Donations from all kinds of sources have grown, but groups like TreePeople, in Los Angeles, the Student Conservation Society, in Charlestown, N.H., and the Ocean Conservancy, in Washington, have all particularly benefited from money and other support from corporations.
“There’s more public pressure on them to develop their own sustainability initiatives and environmental response,” says Amelia Montjoy, senior vice president of resource development at the Ocean Conservancy. “We’re seeing companies now like Coca-Cola and Philip Morris and Bank of America create whole departments of environmental sustainability.”
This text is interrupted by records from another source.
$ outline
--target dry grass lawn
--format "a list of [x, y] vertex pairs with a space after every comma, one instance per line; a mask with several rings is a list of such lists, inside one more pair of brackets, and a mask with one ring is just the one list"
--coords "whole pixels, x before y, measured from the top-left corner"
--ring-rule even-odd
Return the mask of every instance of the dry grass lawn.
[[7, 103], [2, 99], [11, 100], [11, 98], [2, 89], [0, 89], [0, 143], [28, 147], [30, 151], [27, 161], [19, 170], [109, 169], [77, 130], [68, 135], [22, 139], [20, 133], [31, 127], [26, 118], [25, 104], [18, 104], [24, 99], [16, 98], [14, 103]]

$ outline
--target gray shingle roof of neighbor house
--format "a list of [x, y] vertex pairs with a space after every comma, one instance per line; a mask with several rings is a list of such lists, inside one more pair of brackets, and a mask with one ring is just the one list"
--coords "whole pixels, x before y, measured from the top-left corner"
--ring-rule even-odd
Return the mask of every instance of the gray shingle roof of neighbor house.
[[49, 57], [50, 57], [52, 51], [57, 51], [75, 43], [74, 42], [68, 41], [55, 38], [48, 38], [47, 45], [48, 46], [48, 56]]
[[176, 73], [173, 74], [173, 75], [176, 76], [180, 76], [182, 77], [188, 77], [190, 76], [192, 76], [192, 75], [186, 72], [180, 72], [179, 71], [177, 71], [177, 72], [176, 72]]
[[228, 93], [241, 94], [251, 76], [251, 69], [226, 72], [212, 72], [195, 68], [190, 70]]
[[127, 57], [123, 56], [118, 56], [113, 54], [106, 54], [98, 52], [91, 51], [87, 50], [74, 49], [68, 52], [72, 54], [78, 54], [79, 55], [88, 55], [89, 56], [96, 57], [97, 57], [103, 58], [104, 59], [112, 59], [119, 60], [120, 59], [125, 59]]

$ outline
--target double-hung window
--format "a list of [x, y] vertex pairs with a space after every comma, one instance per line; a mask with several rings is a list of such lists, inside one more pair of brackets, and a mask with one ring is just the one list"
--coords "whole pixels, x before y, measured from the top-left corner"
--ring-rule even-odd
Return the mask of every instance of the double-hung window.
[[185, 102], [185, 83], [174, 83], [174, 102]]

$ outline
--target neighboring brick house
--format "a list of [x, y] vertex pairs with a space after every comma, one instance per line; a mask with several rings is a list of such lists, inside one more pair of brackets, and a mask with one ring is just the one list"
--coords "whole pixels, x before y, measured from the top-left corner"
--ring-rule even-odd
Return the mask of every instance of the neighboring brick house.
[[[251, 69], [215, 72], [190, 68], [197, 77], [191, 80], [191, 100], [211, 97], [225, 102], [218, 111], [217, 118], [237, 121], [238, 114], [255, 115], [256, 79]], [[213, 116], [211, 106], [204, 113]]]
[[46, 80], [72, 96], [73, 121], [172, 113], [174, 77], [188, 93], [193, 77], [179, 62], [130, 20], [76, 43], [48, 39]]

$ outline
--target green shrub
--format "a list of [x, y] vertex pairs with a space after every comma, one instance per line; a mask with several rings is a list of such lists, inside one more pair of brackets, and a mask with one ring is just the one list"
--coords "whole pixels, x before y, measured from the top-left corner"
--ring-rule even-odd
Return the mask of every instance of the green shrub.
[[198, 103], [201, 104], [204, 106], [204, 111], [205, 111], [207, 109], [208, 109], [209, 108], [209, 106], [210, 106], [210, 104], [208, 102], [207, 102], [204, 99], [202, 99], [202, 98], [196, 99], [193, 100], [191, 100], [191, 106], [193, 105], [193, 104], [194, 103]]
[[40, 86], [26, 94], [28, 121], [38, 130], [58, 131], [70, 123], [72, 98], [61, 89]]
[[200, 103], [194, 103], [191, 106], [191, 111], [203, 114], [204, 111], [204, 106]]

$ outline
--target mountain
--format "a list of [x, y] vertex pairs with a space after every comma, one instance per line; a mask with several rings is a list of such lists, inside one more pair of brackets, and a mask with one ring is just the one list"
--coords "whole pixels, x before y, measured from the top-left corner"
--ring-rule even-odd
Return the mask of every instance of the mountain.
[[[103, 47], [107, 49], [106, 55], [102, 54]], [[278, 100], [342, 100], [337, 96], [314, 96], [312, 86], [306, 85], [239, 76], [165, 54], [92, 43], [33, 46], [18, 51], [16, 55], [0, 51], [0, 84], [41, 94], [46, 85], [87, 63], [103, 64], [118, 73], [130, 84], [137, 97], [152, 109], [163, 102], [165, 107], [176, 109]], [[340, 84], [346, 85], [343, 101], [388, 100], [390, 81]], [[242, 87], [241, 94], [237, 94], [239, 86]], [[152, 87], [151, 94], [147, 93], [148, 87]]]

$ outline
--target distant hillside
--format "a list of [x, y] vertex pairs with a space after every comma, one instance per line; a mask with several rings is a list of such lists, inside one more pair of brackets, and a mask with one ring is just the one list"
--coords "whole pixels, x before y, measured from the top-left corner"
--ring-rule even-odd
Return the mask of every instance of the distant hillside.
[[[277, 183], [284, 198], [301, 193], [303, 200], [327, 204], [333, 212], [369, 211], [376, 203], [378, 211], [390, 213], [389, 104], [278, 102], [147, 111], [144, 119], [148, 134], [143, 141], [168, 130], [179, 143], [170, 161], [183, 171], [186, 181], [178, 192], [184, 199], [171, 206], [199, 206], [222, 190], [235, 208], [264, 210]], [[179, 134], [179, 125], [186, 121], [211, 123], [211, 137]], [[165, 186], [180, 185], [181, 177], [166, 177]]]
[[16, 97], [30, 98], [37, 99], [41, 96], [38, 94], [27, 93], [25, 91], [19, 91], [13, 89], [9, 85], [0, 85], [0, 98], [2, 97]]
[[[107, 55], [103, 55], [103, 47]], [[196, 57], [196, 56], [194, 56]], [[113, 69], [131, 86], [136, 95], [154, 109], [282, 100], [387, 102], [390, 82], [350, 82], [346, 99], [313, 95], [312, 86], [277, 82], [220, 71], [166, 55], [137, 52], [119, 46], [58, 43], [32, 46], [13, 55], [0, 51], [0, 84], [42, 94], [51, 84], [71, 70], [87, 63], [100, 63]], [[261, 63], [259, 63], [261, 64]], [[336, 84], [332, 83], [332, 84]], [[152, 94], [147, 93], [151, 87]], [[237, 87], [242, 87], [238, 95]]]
However, Robert Holley, vice president for advancement at the Student Conservation Society, warns other groups that “there’s also a lot of ‘green washing’ that’s going on, and for the environmental community, all of us need to be careful about filtering out the companies that are there green-washing as opposed to making a genuine effort to change their practices to a more sound environmental-business model.”
The society has recently made sponsorship deals with the clothier American Eagle and Nature Valley, which makes granola bars. It says corporate giving grew by nearly 60 percent last year to $2-million. A $570,000 donation from ExxonMobil Foundation, in Houston, and $426,000 from Johnson Controls, in Milwaukee, made up almost half of that amount.
Caroline Preston contributed to this article.